At the time, the south side of Kyoto Station was commercially dead, notwithstanding its proximity to the train station. It lacked hotels, cafes, and other hubs of community activity. We wanted to build a hotel that would change the dynamic by channeling tourist and commercial traffic to the neighborhood.

My background is in archtectural design, so I understand the desire of architects to create new buildings from scratch. But Japanese cities are chockablock with concrete buildings that were built to last for at least fifty, sometimes a hundred years. I began to ask myself why we needed to keep building more and more of them, even as the population dwindled. I was also acutely aware of environmental issues, and I felt that, if I was going to be involved in property development, I wanted to do it in a way that minimized the impact on the environment. The answer, it seemed to me, was to make the most of what we already had.

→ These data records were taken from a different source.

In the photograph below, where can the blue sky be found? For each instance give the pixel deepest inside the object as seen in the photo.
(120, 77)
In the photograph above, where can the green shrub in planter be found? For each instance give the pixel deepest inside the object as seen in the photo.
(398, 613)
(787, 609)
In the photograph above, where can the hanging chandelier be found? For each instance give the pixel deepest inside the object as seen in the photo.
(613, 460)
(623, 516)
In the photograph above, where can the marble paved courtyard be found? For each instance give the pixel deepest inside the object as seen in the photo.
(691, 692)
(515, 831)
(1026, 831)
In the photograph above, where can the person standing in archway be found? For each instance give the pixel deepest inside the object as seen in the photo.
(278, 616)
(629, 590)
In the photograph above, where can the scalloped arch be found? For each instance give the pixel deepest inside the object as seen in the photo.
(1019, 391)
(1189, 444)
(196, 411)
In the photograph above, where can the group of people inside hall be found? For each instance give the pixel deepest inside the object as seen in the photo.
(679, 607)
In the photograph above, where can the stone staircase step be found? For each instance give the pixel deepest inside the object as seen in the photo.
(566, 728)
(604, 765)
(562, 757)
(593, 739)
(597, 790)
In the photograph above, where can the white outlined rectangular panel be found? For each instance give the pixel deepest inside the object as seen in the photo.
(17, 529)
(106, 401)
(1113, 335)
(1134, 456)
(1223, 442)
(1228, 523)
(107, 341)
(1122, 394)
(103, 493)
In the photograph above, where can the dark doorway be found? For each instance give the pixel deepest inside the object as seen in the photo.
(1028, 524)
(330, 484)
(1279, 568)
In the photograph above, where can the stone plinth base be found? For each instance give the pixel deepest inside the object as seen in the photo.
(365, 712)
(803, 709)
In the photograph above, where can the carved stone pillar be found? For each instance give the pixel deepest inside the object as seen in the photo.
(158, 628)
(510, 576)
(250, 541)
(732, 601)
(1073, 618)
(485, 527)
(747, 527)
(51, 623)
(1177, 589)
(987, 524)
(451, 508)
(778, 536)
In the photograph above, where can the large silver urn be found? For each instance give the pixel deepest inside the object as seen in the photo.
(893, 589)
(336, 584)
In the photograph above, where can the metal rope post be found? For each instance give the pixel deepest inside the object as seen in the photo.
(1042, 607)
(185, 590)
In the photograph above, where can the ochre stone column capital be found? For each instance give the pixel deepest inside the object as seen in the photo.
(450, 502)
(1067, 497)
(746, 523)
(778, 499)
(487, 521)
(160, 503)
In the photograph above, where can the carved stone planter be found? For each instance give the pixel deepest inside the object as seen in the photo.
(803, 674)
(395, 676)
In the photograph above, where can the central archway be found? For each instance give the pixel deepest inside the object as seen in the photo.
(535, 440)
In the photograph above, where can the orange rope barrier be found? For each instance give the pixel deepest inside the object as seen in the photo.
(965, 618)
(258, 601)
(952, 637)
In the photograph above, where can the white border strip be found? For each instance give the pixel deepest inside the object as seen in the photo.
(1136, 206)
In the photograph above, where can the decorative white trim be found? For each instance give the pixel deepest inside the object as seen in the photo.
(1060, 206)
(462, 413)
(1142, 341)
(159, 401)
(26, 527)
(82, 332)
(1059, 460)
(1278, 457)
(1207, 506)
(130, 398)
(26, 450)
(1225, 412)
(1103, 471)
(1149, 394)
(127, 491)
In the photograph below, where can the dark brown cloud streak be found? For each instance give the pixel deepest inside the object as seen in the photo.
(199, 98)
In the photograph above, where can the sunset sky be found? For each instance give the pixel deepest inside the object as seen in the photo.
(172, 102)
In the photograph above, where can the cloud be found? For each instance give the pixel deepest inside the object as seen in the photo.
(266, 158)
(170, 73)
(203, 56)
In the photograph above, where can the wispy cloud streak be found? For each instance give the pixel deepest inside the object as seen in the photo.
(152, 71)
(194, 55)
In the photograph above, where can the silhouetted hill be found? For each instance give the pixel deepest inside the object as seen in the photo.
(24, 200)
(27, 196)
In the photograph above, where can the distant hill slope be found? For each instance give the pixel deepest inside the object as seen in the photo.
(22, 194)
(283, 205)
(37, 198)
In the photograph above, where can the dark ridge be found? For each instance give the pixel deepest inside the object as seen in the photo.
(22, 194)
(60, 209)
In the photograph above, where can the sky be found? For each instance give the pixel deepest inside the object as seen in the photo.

With Hotel Anteroom, we rejected the scrap-and-build approach and opted instead to renovate and convert an older building. Our challenge was to win people over to the proposition that “old is cool.”

Hotel Anteroom Kyoto.

Adjoining the lobby of the Anteroom is a gallery that holds frequent exhibitions and other art events.

The Most Creative Meal of the Day

With this goal in mind, UDS designed the new hotel around the theme of “art and culture.” Under the artistic direction of sculptor Nawa Kōhei, contemporary artworks were installed throughout the building, and artists of note were commissioned to decorate individual guest rooms. The hotel was also equipped with a service apartment for use by an “artist in residence.”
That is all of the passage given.